Just as Germans are inevitably the good guys in May’s works, Mormons always seem to be deceitful and scheming. The most significant work by May about Mormons is “Die Rache des Mormonen.” May’s presentation of Mormons is superficial at best. His marked materials in his library also suggest that the author spent very little time researching Mormonism. His short story does show a superficial understanding of several defining features of late-nineteenth century Mormonism: polygamy, the Book of Mormon, Mormon hierarchy (including specific names), the use of “Brother,” and missionary work among Native Americans. The lack of extensive discussion surrounding each of these issues coupled with the modicum of marked source material about Mormons in May’s library suggests that he was relying less on printed sources than common knowledge. His readers would have needed a basic familiarity, even if it was simply a negative connotation, with Mormonism to understand his piece. Though the Church of Jesus Christ of Latter-day Saints was a very small religious organization, especially outside of America, it seems to have made its way into the public discourse in Germany by the 1890s.
Germans still read Karl May and think about the American West. I visited Karl May “pilgrimage” sites on my recent research trip to Germany. The first was an outdoor play production, the second, the Karl May Museum. Both sites bustled with visitors, primarily children and older adults. The popular museum focused on the author himself, showing that people are still fascinated by the man behind the popular stories.
The play was far more interesting, because it showcased how Karl May’s American West remains a strange amalgam of authentic America and Germany. Germans who continue to read May may be reading fairly accurate descriptions of American peoples and landscapes, but they, as seen in the play’s setting, use their own world as a lens on the West. The play did not draw enough of a crowd to fill up the majority of the seats; still at least two-hundred fans made the hike up from the ferry on the Elbe to experience the play at the stage that is set in front of the backdrop of a dramatic, gray sandstone cliff. It was quite a walk. The primary unit of viewers were families with young children, under the age of ten. The simplistic May narrative of good versus evil, not surprisingly does not seem to appeal as much to more mature audiences. There were a couple of adults, like myself, scattered in the crowd. The majority of those seemed to be older. Talking to my German friends, it becomes clear that May is going out of vogue among modern youth in Germany, although even those who have not read May are familiar with him and his famous characters: Winnetou and Old Shatterhand.

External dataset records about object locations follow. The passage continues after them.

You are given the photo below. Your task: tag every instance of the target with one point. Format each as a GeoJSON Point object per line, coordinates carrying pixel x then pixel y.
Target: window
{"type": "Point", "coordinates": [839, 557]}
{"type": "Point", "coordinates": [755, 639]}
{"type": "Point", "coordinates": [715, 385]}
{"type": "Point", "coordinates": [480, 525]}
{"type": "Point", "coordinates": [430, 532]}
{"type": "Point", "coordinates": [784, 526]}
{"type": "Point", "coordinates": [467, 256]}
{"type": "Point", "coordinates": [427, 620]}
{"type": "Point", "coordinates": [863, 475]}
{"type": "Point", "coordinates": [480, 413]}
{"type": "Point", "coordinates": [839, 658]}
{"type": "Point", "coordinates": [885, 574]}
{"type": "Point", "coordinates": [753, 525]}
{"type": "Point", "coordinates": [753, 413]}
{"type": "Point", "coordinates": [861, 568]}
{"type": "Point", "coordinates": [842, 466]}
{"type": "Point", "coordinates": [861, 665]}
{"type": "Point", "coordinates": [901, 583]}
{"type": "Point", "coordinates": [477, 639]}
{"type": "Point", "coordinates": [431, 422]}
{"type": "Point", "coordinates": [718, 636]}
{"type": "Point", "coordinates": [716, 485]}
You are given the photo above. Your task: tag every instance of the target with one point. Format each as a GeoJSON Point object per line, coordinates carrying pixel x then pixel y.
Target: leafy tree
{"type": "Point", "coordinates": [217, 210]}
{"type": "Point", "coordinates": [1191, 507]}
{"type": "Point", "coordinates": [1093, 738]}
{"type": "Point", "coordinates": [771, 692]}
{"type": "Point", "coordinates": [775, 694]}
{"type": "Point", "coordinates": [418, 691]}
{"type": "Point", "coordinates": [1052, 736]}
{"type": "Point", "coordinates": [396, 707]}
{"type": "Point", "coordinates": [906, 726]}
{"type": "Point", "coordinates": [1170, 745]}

Karl May’s books shortened the distance between the American West and Germany. May made Germans feel as if the Wild West was their home away from home as he placed his German characters in American landscapes where they prospered. In many ways he perpetuated the preexistent biases of contemporary Germans by relying on both public discourse and print materials. This pattern of imagining an America that resembles Germany continues today.